Why do you return, year after year, to the CMC?

At first, it was because I worked for a broadcaster and I pretty much had to (kidding, but they paid for me, so it was an easy decision). Now that I have my own business I come because the info I gain is invaluable. It’s an opportunity to catch up with friends in the industry and see people I only bump into at markets. It’s also pretty lonely being a writer so it’s a great chance to speak with other people who are as passionate about children’s television as I am.

Is CMC the place to pitch ideas to producers? How does it work?
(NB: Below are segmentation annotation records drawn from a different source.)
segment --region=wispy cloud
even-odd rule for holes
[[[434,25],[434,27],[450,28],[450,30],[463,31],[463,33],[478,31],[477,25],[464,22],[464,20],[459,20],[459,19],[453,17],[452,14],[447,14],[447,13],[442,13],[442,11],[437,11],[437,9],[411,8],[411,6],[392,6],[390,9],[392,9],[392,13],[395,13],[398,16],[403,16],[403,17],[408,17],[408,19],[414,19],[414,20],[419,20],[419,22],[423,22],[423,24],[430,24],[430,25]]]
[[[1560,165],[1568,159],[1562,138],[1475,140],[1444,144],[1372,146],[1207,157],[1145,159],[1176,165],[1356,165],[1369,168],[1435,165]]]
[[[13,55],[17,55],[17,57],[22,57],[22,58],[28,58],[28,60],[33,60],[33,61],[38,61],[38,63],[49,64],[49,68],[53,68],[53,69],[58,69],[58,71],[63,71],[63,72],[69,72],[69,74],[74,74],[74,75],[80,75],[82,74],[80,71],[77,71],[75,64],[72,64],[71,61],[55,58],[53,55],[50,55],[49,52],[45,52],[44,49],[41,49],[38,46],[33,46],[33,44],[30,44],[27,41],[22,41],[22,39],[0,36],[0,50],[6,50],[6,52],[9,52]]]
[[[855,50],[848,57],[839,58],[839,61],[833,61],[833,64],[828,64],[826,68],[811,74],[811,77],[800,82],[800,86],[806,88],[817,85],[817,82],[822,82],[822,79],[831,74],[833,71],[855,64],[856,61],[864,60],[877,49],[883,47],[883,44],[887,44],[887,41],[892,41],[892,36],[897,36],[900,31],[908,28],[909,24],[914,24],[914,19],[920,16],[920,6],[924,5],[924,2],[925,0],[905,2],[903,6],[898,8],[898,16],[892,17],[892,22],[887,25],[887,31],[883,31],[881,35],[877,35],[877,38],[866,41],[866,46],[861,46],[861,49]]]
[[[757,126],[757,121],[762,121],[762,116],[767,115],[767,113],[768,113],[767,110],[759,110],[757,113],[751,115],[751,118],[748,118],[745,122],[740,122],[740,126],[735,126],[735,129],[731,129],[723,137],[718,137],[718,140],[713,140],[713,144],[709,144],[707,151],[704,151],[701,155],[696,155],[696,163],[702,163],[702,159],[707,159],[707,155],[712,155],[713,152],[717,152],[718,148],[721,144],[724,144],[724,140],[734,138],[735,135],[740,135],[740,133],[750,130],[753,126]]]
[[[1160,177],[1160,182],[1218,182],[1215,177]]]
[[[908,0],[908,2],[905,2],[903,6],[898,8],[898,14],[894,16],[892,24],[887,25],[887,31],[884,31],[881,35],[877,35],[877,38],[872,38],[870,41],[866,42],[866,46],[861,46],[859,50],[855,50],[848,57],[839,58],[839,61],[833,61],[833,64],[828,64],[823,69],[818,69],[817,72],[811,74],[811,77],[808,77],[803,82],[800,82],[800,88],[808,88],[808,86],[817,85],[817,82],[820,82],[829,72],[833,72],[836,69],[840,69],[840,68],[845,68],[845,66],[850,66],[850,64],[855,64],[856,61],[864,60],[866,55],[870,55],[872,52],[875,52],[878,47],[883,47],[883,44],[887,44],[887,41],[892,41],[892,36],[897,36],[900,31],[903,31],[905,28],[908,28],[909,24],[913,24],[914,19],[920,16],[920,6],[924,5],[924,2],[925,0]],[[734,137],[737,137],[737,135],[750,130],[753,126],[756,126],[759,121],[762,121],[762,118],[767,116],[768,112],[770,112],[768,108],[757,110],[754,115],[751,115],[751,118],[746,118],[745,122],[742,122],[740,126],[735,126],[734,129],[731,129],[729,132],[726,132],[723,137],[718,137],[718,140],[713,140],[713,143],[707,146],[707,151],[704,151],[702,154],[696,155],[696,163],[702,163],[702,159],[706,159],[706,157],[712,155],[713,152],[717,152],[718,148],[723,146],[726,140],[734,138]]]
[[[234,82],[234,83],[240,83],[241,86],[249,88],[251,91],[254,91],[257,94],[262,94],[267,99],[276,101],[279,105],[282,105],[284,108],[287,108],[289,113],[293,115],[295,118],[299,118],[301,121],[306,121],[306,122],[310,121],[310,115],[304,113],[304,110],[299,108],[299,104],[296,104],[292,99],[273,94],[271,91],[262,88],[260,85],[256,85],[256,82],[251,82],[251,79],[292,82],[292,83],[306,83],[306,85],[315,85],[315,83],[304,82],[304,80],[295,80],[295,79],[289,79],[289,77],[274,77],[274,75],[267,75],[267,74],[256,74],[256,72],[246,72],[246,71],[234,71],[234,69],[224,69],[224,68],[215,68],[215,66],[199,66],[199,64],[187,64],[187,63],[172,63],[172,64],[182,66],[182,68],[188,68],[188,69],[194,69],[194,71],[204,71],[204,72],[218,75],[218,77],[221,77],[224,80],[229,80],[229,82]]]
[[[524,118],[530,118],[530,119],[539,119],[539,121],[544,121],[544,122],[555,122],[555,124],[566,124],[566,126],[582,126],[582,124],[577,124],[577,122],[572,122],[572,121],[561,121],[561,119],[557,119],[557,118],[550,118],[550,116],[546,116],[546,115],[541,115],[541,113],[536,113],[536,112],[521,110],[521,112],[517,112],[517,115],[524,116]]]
The best place to pitch ideas is at the International Exchange or the Commissioner Speed Meetings. It’s rare that anyone is going to pick up an idea right there and then, but have an elevator pitch ready just in case. The best advice I can give is use CMC as a place to start the relationship and then set up another time to pitch after the conference when there aren’t distractions or people needing to run off to another session.

I’m a writer and I have an idea for an animated show or illustrated book series. Do I need art for my pitch?

I’d like to say no because I’m a writer and I can’t draw to save my life! Above all, it’s the characters and idea that needs to shine through. However, CMC is also a good place to meet people to collaborate with. For example, I randomly met an amazing artist last year at lunch. Unfortunately we have both been too busy with actual paid work (yay!) to work on something together, but I know I will work with her someday.

I’m a writer and I have an idea for a live action show. Umm. Now what?

First and foremost: watch kids TV so you know what’s already out there. I was shocked how many times I was pitched a show – both live action and animation – that basically existed already and the writer had no idea. Put together a one pager and use that to gauge interest. You’ll need to think through more than that, but commissioners often don’t have time to read a 15 page bible and script in the first instance. Also, make sure it passes the Bechdel Test and the characters are well rounded. I can’t tell you how many times a decent premise was ruined by stereotypical characters and girls who spend the whole time talking about their crush and fashion.

Very best of luck at this year’s CMC!